The need to check costs
As companies wrestle with how to achieve financial efficiencies, it is important that they know that the costs being charged by suppliers and contractors are in line with the contract and, particularly under cost reimbursable or target cost arrangements, free from any overcharges.
The traditional approach
The traditional approach to checking costs involves the “substantiation” of transactions on a regular basis by asking for hard copies of supporting invoices or timesheets. The cost checkers will ask for either a sample of documents or a hard copy file of everything. This can run into dozens of files.
The application of the traditional approach creates a need for a team of bums on seats cost checkers.
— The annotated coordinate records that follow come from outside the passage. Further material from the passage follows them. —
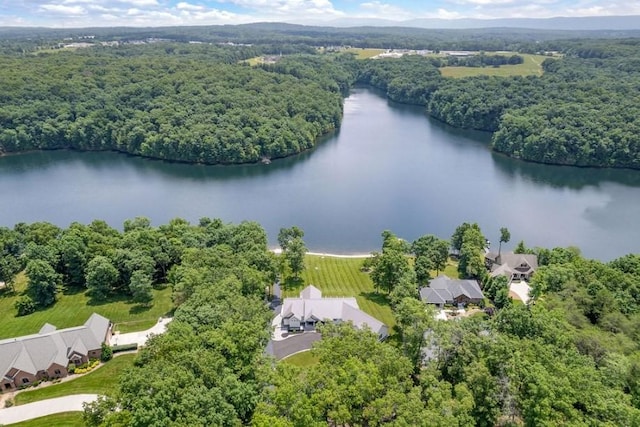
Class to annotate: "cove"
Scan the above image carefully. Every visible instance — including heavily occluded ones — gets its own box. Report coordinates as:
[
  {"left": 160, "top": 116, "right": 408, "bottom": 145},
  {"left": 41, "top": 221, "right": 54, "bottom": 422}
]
[{"left": 0, "top": 87, "right": 640, "bottom": 260}]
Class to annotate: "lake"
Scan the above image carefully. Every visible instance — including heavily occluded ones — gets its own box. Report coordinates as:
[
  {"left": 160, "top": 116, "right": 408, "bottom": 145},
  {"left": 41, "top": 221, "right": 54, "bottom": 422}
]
[{"left": 0, "top": 88, "right": 640, "bottom": 260}]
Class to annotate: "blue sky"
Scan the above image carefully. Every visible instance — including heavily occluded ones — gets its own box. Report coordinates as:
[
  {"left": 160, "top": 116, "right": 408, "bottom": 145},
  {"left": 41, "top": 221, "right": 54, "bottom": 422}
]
[{"left": 0, "top": 0, "right": 640, "bottom": 27}]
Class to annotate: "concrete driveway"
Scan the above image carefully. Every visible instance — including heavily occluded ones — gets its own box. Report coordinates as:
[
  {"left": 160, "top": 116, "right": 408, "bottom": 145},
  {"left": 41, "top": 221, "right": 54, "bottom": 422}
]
[
  {"left": 110, "top": 317, "right": 172, "bottom": 346},
  {"left": 267, "top": 332, "right": 322, "bottom": 360},
  {"left": 0, "top": 394, "right": 98, "bottom": 424}
]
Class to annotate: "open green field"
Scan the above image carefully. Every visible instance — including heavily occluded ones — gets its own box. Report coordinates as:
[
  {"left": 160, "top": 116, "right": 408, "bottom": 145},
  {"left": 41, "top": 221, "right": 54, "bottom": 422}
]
[
  {"left": 14, "top": 354, "right": 136, "bottom": 405},
  {"left": 282, "top": 350, "right": 318, "bottom": 368},
  {"left": 0, "top": 274, "right": 173, "bottom": 339},
  {"left": 11, "top": 412, "right": 85, "bottom": 427},
  {"left": 345, "top": 47, "right": 386, "bottom": 59},
  {"left": 283, "top": 255, "right": 395, "bottom": 332},
  {"left": 440, "top": 53, "right": 548, "bottom": 78}
]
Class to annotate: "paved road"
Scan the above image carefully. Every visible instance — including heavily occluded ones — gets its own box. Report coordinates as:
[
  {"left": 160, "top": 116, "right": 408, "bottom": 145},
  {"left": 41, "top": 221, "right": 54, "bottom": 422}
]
[
  {"left": 111, "top": 318, "right": 172, "bottom": 346},
  {"left": 0, "top": 394, "right": 98, "bottom": 424},
  {"left": 267, "top": 332, "right": 322, "bottom": 360}
]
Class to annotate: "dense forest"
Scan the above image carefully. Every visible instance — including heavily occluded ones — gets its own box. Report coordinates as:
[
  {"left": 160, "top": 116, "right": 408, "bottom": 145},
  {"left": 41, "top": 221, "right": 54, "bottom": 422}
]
[
  {"left": 0, "top": 218, "right": 640, "bottom": 426},
  {"left": 0, "top": 24, "right": 640, "bottom": 169}
]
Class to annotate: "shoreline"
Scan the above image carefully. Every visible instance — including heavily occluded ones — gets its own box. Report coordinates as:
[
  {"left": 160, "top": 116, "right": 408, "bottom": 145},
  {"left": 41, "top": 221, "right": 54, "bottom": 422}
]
[{"left": 269, "top": 248, "right": 373, "bottom": 258}]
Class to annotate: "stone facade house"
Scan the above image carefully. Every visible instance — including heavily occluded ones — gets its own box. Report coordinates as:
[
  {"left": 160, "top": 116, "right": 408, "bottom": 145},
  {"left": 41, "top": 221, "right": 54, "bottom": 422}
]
[
  {"left": 485, "top": 252, "right": 538, "bottom": 283},
  {"left": 280, "top": 285, "right": 389, "bottom": 339},
  {"left": 0, "top": 313, "right": 111, "bottom": 391},
  {"left": 420, "top": 274, "right": 484, "bottom": 308}
]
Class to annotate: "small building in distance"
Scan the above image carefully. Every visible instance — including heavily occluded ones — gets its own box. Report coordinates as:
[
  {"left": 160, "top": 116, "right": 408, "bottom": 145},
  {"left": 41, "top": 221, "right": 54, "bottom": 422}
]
[
  {"left": 280, "top": 285, "right": 389, "bottom": 339},
  {"left": 485, "top": 252, "right": 538, "bottom": 283},
  {"left": 0, "top": 313, "right": 111, "bottom": 391},
  {"left": 420, "top": 274, "right": 484, "bottom": 308}
]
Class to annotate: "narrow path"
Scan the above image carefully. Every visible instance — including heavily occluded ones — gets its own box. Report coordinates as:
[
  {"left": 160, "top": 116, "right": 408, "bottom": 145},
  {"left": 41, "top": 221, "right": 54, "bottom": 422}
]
[{"left": 0, "top": 394, "right": 98, "bottom": 424}]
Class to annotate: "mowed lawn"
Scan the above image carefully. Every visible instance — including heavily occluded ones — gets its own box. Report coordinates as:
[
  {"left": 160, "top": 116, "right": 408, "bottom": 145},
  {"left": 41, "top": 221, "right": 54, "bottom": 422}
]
[
  {"left": 283, "top": 255, "right": 395, "bottom": 332},
  {"left": 0, "top": 274, "right": 173, "bottom": 339},
  {"left": 440, "top": 53, "right": 549, "bottom": 78},
  {"left": 282, "top": 350, "right": 319, "bottom": 368},
  {"left": 11, "top": 412, "right": 85, "bottom": 427},
  {"left": 14, "top": 354, "right": 136, "bottom": 405},
  {"left": 345, "top": 47, "right": 386, "bottom": 59}
]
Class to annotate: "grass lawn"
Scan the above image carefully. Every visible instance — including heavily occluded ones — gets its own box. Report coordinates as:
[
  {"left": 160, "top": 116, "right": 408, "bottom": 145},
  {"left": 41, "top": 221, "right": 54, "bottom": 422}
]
[
  {"left": 345, "top": 47, "right": 386, "bottom": 59},
  {"left": 14, "top": 354, "right": 136, "bottom": 405},
  {"left": 440, "top": 53, "right": 548, "bottom": 78},
  {"left": 11, "top": 412, "right": 85, "bottom": 427},
  {"left": 282, "top": 350, "right": 319, "bottom": 368},
  {"left": 0, "top": 273, "right": 173, "bottom": 339},
  {"left": 283, "top": 255, "right": 395, "bottom": 333}
]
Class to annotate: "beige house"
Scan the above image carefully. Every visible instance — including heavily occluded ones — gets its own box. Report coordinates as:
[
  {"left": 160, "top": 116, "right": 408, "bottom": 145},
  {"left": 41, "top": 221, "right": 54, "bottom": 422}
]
[
  {"left": 280, "top": 285, "right": 389, "bottom": 339},
  {"left": 0, "top": 313, "right": 111, "bottom": 391},
  {"left": 485, "top": 252, "right": 538, "bottom": 283}
]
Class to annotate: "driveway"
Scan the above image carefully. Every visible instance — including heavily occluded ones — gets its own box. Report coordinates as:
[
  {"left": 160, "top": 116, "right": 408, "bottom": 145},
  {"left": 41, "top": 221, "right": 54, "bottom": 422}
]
[
  {"left": 110, "top": 317, "right": 172, "bottom": 346},
  {"left": 0, "top": 394, "right": 98, "bottom": 424},
  {"left": 267, "top": 332, "right": 322, "bottom": 360}
]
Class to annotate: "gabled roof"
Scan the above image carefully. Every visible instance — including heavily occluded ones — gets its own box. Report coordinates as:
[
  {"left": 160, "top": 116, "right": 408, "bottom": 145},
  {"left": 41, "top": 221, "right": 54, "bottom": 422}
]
[
  {"left": 300, "top": 285, "right": 322, "bottom": 299},
  {"left": 280, "top": 285, "right": 388, "bottom": 337},
  {"left": 420, "top": 274, "right": 484, "bottom": 304},
  {"left": 0, "top": 313, "right": 110, "bottom": 376}
]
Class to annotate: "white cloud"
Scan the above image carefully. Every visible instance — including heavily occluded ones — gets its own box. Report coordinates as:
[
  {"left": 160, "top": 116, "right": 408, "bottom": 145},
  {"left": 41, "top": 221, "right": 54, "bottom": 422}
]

There is the potential to save two thirds of costs on checking
In my experience it is possible to reduce the cost of checking by about two thirds by moving away from traditional methods which create the need for bums on seats and using a more effective way of checking cost. This approach is based on the approach set out in best practice cost auditing standards, and built on the accountancy profession’s experience of auditing financial information.
Savings can be made by:
Avoiding wasted effort and duplication
The bums on seats, traditional approach wastes money as:
• Checking is carried out regularly, and to the same level of detail, regardless of whether it is finding anything or not
• Checking is usually carried out at a project level rather than a programme level which means there will be an unnecessary duplication of effort as different checkers ask the same questions
• Taking a sample inevitably means checking transactions which represent little or no risk of misstatement
• It is potentially more efficient to test, for example a payroll system, than to look at lots of individual timesheets and payslips
Avoiding wasted time and costs for contractors
To respond to the traditional approach, contractors need to create a shadow team of resources to provide duplicate copies of documents and answer questions. This activity creates additional cost and adds no value.
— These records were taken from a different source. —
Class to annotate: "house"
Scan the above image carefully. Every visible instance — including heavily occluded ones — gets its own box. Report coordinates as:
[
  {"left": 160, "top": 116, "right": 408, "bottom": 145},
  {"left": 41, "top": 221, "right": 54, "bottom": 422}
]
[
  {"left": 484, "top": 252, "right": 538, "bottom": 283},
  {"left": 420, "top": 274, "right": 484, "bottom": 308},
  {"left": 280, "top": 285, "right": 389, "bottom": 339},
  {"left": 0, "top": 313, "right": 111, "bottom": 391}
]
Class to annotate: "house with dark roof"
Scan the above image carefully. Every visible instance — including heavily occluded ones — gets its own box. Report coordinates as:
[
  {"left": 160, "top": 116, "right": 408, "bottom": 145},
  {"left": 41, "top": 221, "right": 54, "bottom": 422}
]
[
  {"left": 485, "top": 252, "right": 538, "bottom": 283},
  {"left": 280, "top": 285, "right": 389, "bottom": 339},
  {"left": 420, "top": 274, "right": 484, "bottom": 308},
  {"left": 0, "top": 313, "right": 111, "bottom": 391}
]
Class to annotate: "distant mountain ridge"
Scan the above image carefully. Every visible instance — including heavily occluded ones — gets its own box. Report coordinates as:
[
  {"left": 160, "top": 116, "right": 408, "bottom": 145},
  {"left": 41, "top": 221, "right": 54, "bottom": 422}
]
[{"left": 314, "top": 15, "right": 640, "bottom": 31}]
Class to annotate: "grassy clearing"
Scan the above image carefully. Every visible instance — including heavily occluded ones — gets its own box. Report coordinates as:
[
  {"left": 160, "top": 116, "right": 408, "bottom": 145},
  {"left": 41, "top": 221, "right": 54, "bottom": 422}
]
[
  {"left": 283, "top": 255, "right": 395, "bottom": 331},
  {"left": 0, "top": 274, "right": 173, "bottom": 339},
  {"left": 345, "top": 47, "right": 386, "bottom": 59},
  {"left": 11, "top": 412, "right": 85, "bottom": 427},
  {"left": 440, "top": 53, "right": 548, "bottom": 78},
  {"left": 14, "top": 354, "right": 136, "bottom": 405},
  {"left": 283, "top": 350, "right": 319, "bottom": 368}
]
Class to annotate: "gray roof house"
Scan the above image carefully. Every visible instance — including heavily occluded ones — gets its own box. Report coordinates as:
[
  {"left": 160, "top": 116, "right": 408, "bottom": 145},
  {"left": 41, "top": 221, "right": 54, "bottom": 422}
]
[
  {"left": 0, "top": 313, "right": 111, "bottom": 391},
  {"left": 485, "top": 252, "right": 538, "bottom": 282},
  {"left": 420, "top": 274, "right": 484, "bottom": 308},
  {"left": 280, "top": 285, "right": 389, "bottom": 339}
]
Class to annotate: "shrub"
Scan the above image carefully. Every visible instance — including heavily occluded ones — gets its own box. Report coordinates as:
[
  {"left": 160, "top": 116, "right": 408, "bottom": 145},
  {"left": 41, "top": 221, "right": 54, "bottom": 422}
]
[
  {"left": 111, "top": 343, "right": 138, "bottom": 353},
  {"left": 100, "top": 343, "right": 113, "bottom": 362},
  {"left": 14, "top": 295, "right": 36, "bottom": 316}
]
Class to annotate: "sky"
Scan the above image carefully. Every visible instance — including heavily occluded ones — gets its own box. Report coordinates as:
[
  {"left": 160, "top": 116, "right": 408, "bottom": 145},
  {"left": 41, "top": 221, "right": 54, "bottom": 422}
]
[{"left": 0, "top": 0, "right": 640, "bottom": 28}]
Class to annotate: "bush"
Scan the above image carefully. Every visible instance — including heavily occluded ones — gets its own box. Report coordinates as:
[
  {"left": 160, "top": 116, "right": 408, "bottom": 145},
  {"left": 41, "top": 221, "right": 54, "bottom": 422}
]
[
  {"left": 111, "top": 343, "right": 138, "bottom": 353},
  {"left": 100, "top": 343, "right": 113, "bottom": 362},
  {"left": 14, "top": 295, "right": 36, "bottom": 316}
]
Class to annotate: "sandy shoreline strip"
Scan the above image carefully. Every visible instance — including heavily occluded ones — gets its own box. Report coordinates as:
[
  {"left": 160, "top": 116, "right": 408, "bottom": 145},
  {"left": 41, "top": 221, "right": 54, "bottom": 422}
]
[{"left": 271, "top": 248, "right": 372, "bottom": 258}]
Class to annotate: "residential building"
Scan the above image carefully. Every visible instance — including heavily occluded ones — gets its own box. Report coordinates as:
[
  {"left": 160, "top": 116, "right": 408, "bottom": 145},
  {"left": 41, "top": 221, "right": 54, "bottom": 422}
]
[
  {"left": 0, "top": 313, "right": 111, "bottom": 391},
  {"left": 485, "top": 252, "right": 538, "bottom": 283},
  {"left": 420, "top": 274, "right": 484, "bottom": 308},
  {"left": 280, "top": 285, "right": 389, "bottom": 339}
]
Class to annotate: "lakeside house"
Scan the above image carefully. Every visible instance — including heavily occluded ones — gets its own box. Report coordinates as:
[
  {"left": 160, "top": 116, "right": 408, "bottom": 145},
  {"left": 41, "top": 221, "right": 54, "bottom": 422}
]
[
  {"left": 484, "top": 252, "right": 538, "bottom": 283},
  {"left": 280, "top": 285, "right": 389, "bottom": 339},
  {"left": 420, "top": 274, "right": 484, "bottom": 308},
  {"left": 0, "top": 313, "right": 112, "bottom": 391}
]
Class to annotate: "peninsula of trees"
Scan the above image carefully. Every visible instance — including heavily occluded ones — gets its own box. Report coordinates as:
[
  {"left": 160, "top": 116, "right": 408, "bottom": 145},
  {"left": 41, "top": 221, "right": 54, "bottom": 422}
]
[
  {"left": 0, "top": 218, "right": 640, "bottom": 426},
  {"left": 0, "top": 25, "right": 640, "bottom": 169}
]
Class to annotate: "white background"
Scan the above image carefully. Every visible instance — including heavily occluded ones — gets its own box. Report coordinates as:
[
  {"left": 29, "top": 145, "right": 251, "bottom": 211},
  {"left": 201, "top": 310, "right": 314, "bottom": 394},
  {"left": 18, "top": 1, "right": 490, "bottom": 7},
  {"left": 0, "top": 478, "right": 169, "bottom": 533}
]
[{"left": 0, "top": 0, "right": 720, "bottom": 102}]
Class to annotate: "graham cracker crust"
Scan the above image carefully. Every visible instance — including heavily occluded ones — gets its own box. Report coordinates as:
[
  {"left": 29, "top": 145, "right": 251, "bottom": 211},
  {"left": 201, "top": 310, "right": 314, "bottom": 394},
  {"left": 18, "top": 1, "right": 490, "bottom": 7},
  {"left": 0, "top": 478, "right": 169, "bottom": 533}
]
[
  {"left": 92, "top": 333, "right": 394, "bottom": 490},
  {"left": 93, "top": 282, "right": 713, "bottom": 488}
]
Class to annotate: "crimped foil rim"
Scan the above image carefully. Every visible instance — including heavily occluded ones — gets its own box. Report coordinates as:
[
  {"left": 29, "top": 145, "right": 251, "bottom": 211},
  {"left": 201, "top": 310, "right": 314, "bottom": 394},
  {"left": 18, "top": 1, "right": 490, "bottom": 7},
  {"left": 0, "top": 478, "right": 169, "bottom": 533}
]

Avoiding wasted management time
The findings generated by the traditional substantiation approach are often without real justification. In our experience they are frequently based on an inappropriate extrapolation of minor issues or a temporary lack of substantiation. Typically monies are initially withheld and then later paid.
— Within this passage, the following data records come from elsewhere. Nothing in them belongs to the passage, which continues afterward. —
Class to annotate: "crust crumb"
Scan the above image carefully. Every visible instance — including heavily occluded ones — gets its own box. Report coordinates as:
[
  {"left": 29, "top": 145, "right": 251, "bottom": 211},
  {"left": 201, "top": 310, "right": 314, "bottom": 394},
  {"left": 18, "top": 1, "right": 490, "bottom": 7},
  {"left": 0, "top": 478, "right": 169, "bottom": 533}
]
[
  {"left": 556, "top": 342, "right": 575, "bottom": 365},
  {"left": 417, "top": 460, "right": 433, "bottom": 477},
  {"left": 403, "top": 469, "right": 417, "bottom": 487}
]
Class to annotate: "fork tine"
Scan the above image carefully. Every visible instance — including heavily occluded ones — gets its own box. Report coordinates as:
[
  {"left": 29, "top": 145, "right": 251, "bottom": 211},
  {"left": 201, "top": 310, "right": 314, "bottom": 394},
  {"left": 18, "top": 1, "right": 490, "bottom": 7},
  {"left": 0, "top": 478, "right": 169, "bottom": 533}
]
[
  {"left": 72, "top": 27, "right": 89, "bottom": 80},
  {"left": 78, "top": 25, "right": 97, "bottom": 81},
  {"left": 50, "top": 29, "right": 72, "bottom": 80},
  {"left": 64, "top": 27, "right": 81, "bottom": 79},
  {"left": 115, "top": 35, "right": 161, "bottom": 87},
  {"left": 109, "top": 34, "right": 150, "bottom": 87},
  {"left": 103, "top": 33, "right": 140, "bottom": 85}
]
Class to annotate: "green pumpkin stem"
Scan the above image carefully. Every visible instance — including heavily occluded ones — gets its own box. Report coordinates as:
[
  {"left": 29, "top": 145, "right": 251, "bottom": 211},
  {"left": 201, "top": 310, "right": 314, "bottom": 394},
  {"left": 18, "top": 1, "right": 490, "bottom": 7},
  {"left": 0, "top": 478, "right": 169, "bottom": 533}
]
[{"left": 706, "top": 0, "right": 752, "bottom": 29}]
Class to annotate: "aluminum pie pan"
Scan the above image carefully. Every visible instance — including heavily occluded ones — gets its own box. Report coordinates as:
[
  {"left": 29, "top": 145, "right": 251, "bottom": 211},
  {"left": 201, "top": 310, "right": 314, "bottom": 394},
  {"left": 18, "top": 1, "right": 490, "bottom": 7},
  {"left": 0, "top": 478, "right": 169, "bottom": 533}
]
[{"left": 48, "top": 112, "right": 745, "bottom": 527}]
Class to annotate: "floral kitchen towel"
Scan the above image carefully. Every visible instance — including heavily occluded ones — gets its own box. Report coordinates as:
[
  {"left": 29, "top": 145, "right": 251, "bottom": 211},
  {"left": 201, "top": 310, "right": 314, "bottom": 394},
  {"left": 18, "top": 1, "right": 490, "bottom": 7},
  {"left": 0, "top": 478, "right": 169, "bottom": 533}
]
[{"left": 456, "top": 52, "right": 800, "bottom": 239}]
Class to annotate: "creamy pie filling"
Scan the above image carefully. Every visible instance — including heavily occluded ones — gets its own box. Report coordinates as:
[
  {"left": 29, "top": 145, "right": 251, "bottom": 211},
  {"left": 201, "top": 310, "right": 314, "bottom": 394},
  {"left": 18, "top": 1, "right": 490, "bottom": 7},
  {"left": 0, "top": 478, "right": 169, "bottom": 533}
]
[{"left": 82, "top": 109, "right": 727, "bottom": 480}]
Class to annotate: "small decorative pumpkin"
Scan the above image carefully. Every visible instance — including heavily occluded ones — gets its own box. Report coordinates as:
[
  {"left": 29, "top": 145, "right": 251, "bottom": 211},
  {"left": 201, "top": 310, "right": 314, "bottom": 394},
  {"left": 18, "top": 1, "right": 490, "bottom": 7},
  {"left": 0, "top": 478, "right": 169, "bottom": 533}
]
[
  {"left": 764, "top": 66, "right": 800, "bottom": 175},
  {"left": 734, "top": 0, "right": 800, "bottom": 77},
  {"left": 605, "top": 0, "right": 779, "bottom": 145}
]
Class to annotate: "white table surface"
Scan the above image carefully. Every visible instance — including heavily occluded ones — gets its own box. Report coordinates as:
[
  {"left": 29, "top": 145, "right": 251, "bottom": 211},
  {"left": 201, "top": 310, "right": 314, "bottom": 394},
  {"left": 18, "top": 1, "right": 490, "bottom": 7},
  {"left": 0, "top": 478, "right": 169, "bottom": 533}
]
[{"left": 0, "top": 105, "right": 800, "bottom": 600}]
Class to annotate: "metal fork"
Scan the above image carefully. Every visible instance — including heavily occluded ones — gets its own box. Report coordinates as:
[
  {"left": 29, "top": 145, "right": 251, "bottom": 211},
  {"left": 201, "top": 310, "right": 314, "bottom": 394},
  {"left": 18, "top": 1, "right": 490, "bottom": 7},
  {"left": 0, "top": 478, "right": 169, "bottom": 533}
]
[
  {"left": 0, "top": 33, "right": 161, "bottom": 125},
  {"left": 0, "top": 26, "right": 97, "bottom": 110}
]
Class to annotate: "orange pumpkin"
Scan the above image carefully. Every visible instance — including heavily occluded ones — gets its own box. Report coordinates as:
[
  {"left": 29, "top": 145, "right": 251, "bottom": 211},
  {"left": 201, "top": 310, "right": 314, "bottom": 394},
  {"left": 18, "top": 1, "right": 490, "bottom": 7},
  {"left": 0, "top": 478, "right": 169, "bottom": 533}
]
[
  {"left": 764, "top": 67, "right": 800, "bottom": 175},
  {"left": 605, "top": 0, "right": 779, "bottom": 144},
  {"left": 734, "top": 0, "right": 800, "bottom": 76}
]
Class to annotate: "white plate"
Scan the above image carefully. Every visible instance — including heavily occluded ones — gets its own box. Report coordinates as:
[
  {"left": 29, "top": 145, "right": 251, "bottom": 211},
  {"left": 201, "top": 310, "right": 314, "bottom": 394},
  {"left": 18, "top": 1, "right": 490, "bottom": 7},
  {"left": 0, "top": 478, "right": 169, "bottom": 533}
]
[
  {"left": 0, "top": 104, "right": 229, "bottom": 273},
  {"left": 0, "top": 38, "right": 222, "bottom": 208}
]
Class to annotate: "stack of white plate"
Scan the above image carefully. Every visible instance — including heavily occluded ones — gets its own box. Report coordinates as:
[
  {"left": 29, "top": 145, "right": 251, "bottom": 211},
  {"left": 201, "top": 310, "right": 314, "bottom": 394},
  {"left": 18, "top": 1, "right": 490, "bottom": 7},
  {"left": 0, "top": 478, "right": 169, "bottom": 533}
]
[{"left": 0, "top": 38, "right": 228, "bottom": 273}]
Dealing with these types of findings diverts management’s attention and creates an opportunity cost.
Identifying and dealing with overcharging
I wrote a blog recently which explained why the traditional substantiation approach is of limited value. You can find it in our “Issues and ideas” section under “cost checking – avoid wasting money”.
Perhaps the biggest waste of money this approach drives is that it is ineffective and clients may end up paying contractual overcharges anyway.